Andaipun ada recall, sifatnya masih sebatas sukarela dan belum diwajibkaan. Alhasil, perlindungan konsumen akan kendaraan yang dibelinya menjadi terbatas.
Kini, Kementerian Perhubungan membuat payung hukum soal recall lewat Permenhub Nomor 33 Tahun 2018 tentang Pengujian Tipe Kendaraan Bermotor yang tertuang dalam Pasal 79.
Dalam Permenhub tersebut, ada enam poin penting yang mengatur soal penarikan kendaraan dari konsumen ke produsen, jika ditemukan cacat produksi dan bersifat massal.
Menurut Subdit Uji Tipe Kendaraan Bermotor Ditjen Hubdat Kemenhub, Dewanto Purnacandra, aturan itu saat ini belum direalisasikan. Kemenhub menyatakan, bakal duduk bersama dengan para agen pemegang merek atau produsen mobil di Indonesia untuk mensosialisasikannya.
“Masih tunggu juknis, PM 33 nantinya dibahas bersama produsen dan kita akan sosialisasikan bulan depan,” ujar Dewanto kepada VIVA, Kamis 28 Juni 2018.
Menurutnya, dengan adanya kebijakan soal recall di Indonesia, tentunya bakal melindungi konsumen kendaraan. Apalagi, ini menyangkut keselamatan. Nantinya, sesuai dengan poin ketiga di Pasal 79, perusahaan bakal diminta melaporkan terlebih dahulu ke pemerintah, jika ada produk yang cacat dan ingin di-recall.
“Mereka melapor, terus akan diskusi dengan kami. Apakah produk yang cacat produski tersebut harus setop produksi dan sebagainya,” sambungnya.
Berikut, isi Permenhub Pasal 79 Nomor PM 33 Tahun 2018:
1. Terhadap Kendaraan Bermotor yang telah memiliki SUT atau Surat Keputusan Rancang Bangun yang ditemukan cacat produksi, mempengaruhi aspek keselamatan, dan bersifat massal, wajib dilakukan penarikan kembali untuk dilakukan perbaikan.

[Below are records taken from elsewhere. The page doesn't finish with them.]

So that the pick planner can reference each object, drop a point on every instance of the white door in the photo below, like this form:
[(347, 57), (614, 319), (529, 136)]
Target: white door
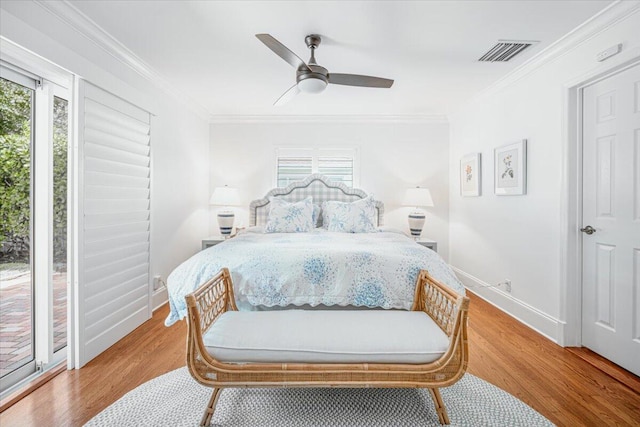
[(611, 206)]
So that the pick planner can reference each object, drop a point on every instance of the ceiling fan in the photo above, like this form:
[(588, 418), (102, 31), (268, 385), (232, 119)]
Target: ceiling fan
[(311, 77)]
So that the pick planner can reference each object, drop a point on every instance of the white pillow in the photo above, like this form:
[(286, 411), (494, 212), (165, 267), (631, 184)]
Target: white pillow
[(286, 217), (354, 217)]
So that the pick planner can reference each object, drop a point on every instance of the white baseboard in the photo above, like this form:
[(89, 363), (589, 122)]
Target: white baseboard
[(537, 320), (159, 298)]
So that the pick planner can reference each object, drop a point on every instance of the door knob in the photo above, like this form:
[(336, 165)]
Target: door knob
[(588, 229)]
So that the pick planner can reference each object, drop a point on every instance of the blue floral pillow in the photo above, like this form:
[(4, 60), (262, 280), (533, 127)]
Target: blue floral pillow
[(354, 217), (286, 217)]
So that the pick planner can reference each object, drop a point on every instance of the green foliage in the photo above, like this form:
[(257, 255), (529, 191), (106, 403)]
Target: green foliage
[(15, 174), (15, 107)]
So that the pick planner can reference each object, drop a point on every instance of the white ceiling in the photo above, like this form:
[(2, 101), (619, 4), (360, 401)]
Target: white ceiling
[(207, 50)]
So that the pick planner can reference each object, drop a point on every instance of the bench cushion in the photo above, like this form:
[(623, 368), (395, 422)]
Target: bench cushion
[(318, 336)]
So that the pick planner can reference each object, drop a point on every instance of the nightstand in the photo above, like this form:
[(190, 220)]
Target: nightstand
[(428, 243), (212, 241)]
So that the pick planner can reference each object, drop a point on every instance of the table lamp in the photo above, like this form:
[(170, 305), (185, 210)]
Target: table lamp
[(226, 197), (417, 197)]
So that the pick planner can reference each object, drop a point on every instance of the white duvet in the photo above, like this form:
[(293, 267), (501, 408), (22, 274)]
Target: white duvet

2. Kendaraan Bermotor yang ditemukan cacat produksi, dan mempengaruhi aspek keselamatan serta bersifat massal, sebagaimana dimaksud pada ayat (1) meliputi:
a. Cacat desain; atau
b. Kesalahan produksi.
3. Terhadap kendaraan bermotor yang ditemukan cacat produksi, dan mempengaruhi aspek keselamatan serta bersifat massal sebagaimana dimaksud pada ayat (1) perusahaan pembuat, perakit, pengimpor wajib melaporkan kepada Menteri sebelum dilakukan penarikan kembali untuk dilakukan perbaikan.
4. Perusahaan pembuat, perakit, pengimpor sebagaimana dimaksud pada ayat (3) wajib bertanggungjawab untuk melakukan perbaikan terhadap kendaraan bermotor yang ditemukan cacat produksi, dan mempengaruhi aspek keselamatan serta bersifat massal.
5. Terhadap kendaraan bermotor yang telah dilakukan perbaikan sebagaimana dimaksud pada ayat (4) wajib dilaporkan kembali kepada Menteri.
6. Ketentuan lebih lanjut mengenai tata cara penarikan kembali kendaraan bermotor yang ditemukan cacat produksi, dan mempengaruhi aspek keselamatan serta bersifat massal sebagaimana dimaksud pada ayat (1) diatur dengan Peraturan Menteri tersendiri.